Time magazine's London Bureau chief, J.F.O. ("Jef") McAllister will speak on campus on Monday, Feb. 20, as the next Poynter Fellow in Journalism at Yale.

McAllister will give a talk titled "Running the World Without Really Trying: The Decline of Foreign News in America and Why It Is Dangerous" at 5 p.m. in Rm. 119 of William L. Harkness Hall, 100 Wall St. Earlier that day, at 4 p.m., he will be the guest at a master's tea at the Ezra Stiles College master's house, 19 Tower Pkwy. Both events are free and open to the public.

As Time's London Bureau chief, a post he has held since 1999, McAllister supervises coverage of the city and region for Time and Time International.

He previously served as deputy chief of the magazine's Washington Bureau from 1997 to 1999 and was crucial to Time's coverage of the Clinton White House and the Kenneth Starr investigaton. Prior to that he was Time's White House correspondent from 1995 until 1997.

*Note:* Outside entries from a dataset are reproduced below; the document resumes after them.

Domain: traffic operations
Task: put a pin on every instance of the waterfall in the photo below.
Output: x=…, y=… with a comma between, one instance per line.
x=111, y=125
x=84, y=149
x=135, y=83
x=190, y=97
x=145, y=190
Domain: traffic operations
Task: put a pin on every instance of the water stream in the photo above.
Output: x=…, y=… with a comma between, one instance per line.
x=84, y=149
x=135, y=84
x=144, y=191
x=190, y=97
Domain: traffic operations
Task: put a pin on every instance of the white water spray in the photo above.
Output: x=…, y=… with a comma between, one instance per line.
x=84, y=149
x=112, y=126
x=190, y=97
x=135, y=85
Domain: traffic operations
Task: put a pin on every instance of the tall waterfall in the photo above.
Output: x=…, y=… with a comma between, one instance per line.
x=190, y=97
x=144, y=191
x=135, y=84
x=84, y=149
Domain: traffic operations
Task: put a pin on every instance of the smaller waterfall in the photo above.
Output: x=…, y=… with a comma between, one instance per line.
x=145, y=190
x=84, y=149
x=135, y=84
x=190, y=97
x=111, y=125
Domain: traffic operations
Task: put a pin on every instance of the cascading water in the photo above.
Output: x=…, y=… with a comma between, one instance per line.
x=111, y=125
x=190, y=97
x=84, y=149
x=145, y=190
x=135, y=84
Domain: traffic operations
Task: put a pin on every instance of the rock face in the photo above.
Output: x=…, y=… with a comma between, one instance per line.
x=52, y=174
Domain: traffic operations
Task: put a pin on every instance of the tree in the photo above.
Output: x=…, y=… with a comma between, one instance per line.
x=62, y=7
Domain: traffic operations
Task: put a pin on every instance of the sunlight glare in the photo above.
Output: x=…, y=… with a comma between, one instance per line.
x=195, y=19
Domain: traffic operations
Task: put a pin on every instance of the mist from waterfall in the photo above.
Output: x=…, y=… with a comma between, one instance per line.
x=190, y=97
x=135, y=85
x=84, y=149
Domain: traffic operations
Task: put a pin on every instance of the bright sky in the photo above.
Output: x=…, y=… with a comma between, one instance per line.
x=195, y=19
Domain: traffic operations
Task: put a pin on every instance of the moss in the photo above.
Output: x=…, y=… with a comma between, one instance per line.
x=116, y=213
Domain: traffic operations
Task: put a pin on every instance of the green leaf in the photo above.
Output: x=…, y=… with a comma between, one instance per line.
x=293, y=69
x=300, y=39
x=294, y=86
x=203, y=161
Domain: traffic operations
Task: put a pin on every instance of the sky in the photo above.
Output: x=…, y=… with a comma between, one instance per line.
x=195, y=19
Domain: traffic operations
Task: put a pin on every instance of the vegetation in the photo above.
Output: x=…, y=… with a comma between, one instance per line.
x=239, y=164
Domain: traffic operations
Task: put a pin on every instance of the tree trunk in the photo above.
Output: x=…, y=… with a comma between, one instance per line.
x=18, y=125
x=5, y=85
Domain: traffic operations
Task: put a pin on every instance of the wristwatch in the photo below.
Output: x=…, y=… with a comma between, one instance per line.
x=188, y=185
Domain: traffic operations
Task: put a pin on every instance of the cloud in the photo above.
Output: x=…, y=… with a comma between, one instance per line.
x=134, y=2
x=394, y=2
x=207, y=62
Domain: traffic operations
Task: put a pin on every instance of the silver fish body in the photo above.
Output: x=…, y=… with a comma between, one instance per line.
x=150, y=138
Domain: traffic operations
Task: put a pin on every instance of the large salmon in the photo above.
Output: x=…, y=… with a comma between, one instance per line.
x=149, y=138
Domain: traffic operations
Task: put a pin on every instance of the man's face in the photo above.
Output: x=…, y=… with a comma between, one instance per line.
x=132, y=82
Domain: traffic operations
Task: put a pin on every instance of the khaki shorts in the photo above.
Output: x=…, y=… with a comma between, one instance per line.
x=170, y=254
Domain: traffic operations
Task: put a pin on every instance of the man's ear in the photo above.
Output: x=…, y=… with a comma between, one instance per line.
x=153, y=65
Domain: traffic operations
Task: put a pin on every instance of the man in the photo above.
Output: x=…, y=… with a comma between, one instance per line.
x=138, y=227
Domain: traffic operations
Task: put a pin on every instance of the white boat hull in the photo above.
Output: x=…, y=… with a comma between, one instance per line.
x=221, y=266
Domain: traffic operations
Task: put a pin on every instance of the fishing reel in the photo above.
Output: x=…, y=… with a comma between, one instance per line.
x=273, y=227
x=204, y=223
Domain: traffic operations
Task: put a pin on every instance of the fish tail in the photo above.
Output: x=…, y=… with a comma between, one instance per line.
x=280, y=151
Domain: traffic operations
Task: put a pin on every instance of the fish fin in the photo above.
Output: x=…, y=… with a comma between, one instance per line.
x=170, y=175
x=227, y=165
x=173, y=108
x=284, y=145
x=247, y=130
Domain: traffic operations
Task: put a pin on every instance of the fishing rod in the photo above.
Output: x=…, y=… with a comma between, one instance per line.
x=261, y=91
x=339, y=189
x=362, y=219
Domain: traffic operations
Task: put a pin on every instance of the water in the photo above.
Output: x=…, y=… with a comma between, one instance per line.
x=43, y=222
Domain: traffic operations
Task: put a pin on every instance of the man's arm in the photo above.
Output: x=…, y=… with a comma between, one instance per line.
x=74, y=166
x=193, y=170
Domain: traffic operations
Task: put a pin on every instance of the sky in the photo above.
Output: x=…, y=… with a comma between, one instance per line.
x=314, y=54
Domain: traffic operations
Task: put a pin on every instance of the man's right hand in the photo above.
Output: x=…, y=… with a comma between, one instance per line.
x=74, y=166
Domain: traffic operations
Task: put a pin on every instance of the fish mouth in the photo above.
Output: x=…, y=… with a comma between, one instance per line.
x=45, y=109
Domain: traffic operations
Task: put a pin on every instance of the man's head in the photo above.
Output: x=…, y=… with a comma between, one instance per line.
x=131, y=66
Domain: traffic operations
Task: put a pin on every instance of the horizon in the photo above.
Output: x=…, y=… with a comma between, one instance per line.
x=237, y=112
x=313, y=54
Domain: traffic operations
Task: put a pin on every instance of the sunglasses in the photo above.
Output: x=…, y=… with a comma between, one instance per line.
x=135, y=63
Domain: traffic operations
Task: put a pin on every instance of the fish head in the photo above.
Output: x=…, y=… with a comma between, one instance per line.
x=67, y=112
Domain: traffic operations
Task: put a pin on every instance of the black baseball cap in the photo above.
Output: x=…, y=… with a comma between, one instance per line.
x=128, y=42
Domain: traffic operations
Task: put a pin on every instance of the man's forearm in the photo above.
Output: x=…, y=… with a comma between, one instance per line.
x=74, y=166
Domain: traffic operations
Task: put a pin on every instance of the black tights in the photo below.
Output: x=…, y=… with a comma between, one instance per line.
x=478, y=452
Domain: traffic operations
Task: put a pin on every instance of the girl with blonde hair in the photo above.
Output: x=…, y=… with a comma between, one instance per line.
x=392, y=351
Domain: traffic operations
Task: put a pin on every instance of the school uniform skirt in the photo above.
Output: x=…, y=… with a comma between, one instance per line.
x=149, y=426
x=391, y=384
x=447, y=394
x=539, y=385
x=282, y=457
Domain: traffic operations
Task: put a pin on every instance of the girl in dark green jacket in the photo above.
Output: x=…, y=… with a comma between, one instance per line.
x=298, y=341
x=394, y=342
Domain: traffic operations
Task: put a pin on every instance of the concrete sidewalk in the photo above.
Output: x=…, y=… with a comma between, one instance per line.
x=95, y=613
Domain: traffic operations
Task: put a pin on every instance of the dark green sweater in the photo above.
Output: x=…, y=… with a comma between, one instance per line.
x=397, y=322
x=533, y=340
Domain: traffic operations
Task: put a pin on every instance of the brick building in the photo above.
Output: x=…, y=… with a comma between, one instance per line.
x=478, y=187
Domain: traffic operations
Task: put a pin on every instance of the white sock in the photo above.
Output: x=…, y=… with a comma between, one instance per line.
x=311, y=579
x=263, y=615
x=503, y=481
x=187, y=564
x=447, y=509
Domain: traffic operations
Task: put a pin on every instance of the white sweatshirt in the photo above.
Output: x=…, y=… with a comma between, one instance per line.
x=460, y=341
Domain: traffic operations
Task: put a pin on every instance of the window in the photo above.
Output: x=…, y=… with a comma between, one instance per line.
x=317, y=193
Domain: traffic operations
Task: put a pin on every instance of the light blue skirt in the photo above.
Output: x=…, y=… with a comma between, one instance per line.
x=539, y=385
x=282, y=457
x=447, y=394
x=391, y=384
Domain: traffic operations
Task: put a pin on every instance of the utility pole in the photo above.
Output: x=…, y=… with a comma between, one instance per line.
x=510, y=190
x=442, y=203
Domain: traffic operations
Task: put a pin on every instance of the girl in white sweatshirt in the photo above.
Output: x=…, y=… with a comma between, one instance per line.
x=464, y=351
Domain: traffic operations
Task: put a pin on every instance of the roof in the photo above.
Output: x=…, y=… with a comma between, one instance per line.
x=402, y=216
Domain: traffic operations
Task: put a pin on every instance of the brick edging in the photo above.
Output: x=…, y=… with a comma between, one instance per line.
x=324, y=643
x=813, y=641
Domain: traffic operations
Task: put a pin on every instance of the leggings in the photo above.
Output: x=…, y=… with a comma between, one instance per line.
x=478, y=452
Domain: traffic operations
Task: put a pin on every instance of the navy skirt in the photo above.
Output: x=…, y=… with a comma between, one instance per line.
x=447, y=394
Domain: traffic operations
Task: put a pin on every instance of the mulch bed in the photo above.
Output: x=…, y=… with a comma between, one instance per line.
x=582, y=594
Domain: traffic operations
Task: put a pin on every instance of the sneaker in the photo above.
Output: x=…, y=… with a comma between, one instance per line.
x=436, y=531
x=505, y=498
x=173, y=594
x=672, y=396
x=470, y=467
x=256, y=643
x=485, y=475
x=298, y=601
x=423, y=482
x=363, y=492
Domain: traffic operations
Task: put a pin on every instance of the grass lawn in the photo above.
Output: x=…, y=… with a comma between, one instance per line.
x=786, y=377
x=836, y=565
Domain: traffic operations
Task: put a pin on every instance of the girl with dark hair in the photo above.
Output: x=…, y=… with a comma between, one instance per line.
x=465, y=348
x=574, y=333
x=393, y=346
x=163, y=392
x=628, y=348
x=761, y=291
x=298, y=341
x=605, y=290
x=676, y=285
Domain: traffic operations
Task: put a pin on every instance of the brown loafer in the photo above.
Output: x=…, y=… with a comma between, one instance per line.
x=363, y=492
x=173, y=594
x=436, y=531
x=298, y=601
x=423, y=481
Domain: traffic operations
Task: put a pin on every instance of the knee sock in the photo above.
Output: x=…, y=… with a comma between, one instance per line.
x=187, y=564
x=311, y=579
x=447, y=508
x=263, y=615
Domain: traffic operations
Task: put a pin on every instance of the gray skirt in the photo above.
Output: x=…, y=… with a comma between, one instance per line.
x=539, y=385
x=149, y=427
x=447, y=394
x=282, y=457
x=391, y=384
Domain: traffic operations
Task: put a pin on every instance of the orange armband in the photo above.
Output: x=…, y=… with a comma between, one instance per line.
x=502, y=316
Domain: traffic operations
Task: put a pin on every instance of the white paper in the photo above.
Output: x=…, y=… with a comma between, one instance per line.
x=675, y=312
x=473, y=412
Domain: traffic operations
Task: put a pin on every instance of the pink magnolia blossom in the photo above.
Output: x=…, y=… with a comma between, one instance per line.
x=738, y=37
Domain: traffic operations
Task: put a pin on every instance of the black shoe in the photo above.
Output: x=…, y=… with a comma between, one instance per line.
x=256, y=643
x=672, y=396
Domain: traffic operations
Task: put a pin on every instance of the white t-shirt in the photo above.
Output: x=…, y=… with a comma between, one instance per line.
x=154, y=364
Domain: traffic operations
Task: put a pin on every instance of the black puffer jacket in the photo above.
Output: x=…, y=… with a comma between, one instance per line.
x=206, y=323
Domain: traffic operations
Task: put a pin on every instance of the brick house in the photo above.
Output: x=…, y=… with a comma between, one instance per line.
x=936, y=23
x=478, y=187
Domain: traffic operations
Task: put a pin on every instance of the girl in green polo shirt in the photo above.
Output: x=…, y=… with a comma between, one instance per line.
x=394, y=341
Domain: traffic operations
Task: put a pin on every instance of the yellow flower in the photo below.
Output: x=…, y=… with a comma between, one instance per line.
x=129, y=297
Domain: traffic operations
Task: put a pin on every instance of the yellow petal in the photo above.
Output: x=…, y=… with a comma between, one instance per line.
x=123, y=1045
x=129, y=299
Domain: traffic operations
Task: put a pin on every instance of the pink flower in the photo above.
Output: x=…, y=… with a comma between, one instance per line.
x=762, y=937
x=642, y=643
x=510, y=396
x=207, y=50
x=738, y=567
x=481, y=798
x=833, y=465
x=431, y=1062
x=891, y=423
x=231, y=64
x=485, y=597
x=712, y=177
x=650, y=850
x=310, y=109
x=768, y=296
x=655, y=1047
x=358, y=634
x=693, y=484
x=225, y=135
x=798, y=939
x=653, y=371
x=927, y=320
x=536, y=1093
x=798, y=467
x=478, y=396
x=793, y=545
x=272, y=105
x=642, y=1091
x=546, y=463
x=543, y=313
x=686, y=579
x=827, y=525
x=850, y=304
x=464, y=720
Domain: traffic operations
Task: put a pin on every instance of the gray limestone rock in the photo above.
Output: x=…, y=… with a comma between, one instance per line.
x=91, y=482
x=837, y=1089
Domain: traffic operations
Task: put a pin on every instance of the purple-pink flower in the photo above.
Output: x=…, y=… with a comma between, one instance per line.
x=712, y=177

McAllister served as diplomatic correspondent, beginning in 1994, accompanying Secretaries of State James Baker, Lawrence Eagleburger and Warren Christopher on their foreign travels, and contributing to more than 40 cover stories on diplomacy.

An alumnus of both Yale College and the Yale Law School, McAllister worked as a stringer in Time's Washington, London and Boston bureaus during his undergraduate years. He graduated summa cum laude from Yale with a concentration in American diplomatic history, afterwards working in Manila as a Luce Scholar for an Asian news service. As a Marshall Scholar he earned a Ph.D. in history from Oxford, and while there also wrote the memoirs of U. Alexis Johnson, an ambassador to Japan and under secretary of state. After graduating from the Yale Law School, McAllister clerked for a federal judge and worked as a corporate lawyer in New York.

After returning to Washington, D.C., in 1989 to cover the State Department for Time, McAllister covered Gulf War diplomacy, the Middle East peace talks, the tensions over North Korea's nuclear program, U.S. relations with the Soviet Union and Russia, and the U.S. deployments to Somalia and Haiti.